|
Diese Pak war zu Beginn des Krieges die Standardwaffe zur Panzerbekämpfung. Sie wurde erstmals 1936 im spanischen Bürgerkrieg eingesetzt. Anfangs war die Durchschlagskraft noch ausreichend und so kopierten die Amerikaner dieses Modell und die Japaner kauften einige dieser Pak. Selbst die Sowjetunion kaufte 1937 einige dieser Paks und entwickelten auf Grundlage der 3,7 cm Pak die sowjetische 4,5 cm 20K M1932.
Entwicklung
Nach dem Ersten Weltkrieg wurde klar das Panzer in Zukunft eine immer größere Rolle übernehmen werden. Folglich mussten Maßnahmen für die Panzerabwehr vorgenommen werden.
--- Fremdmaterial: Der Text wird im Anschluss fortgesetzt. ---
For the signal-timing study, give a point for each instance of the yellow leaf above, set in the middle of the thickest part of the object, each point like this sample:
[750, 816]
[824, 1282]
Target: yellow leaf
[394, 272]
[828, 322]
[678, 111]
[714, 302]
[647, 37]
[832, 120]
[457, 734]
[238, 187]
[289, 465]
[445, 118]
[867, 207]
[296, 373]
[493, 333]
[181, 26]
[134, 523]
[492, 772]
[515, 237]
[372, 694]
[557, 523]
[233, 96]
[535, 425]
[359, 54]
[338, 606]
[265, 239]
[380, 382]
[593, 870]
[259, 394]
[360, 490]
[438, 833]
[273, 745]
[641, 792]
Panzerabwehr wurde zunächst eine Schwerpunktaufgabe der Feldartillerie angesehen, doch in Deutschland gab es viel zu wenig Geschütze um ausreichend artilleristische und gleichzeitig Panzerabwehraufgaben zu bewältigen. Anfang der 20er-Jahre gab es dann die ersten Überlegungen ein spezielles Geschütz zur Panzerabwehr einzusetzen.
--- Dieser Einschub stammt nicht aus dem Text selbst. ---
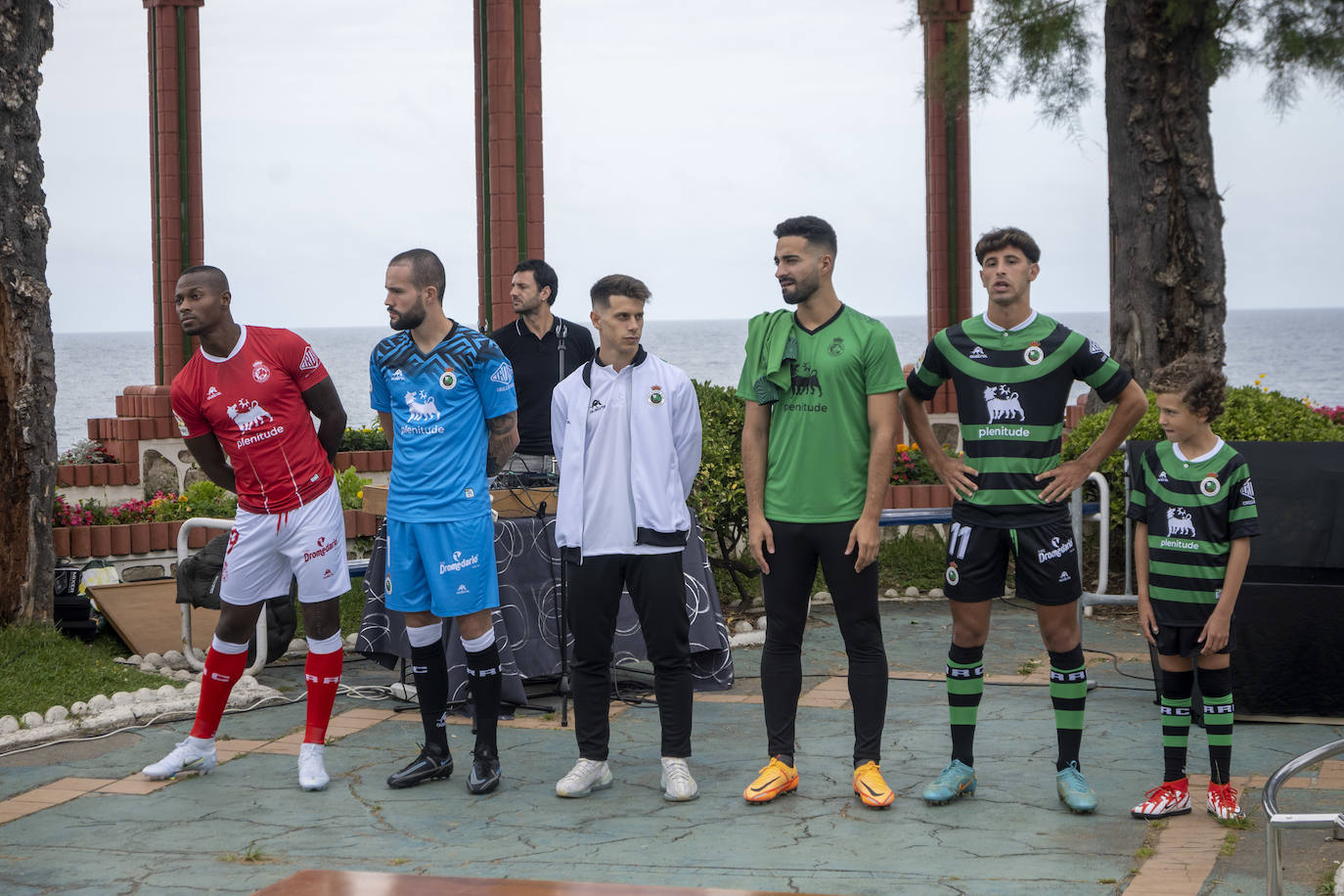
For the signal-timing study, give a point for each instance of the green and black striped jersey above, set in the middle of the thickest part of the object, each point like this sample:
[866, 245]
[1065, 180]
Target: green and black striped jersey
[1193, 510]
[1012, 387]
Die Entwicklung eines entsprechenden Geschützes konnte aufgrund des Versailler Vertrages nur unter strengster Geheimhaltung (Zerlegung der Geschütze und als Maschinenteile getarnt) erfolgen. Im Januar 1927 erhielt das Geschütz mit der Bezeichnung 3,7-cm-Tankabwehrkanone die Dringlichkeitsstufe 1.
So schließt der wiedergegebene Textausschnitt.